Ensure Docker is installed.

1. Setup init script#

Similar to deploying the LMDB, the enrichment data is copied to a postgres database on each cluster node. An init script can be set up to perform this.

Please contact the BDT team at bdt_support@esri.com to receive this init script.

2. Add the init script to a cluster#

Once the init script is obtained, upload this script to an S3 bucket that the cluster has access to.
Select the init script in S3 and copy its URI.

Setup for geoenrichment

In cluster creation, under the Advanced options, select the init scripts tab, change the source to S3, paste the S3 URI that was copied in the previous step, and finally click “Add”.

Setup for geoenrichment

The cluster is now enabled with the geoenrichment init script.

3. Enable container services on the cluster#

There is no option to do this through the databricks UI, so it must be done via the API.
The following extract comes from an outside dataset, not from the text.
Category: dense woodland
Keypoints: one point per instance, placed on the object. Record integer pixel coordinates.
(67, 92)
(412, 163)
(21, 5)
First, go to the HTTPie website and click “Go to App” to use the web app.
Once in HTTPie, change the HTTP command mode to PATCH. Then, add the correct URL to the “Send” bar. The URL needs to be in the format https://<databricks-instance>/api/2.0/workspace-conf.
- The <databricks-instance> is located in the URL of the Databricks workspace. For example, https://dbc-12345678-1234.cloud.databricks.com/

drawing

Second, select the “Auth” tab, then select “Bearer token” at the bottom.

drawing

Once “Bearer token” has been selected, an empty line to put the token will appear. The token needed is another Databricks User Access Token.
Create a Databricks User Token:
- Go back to Databricks in the browser. Click on the email in the upper right corner of the Workspace, then click “User Settings”.
- Click on Developer in the left-hand menu, then click on Manage under the Access tokens section
- Click “Generate New Token” and enter a description for the token. Click “Generate” to create the token.
Copy the token. Go back to HTTPie and paste the token into the empty line.
Next, select the “Body” tab, and select “Text” at the bottom.

drawing

Once “Text” has been selected, an empty box will appear to put the text into. Copy-and-paste the following line into the text box:

{"enableDcs": "true"}

Finally, once URL, Auth, and Body have been filled in, click send. Green text should appear in the response section, with a response code of 204. Container services have now been enabled.
In the Databricks workspace, click on Compute, then click on the cluster that was created in the previous step.
Click on Edit, then scroll down to the Advanced Options section and expand it.
There should now be a Docker tab. Click on it, and then check “Use your own Docker container”.

drawing

4. Creating the custom geoenrichment Docker image#

Install AWS CLI if not already installed: https://aws.amazon.com/cli/
Geoenrichment requires a custom docker image. This image uses the Databricks DBR image as a base, and adds a running postgres database to it. Download the custom dockerfile here: Dockerfile
Next, download and extract this zip file containing two PostgreSQL configuration files: postgres-conf.zip
Place the Dockerfile and the two PostgreSQL configuration files into the same directory.
Authorize AWS with aws configure OR export AWS_ACCESS_KEY, AWS_SECRET_ACCESS_KEY, and AWS_DEFAULT_REGION as environment variables set to the proper credential values.
In the directory created in step 4, build the image locally with: docker build -t <tag> -f DBR143.Dockerfile . and replace the <tag> with an image name of choice. If the image successfully builds, it is ready to be pushed to ECR for use in databricks.
- Note: This step may not work on some networks blocking keyserver ubuntu. If this occurrs, try using a less restrictive network. Contact the BDT team at bdt_support@esri.com if the problem persists.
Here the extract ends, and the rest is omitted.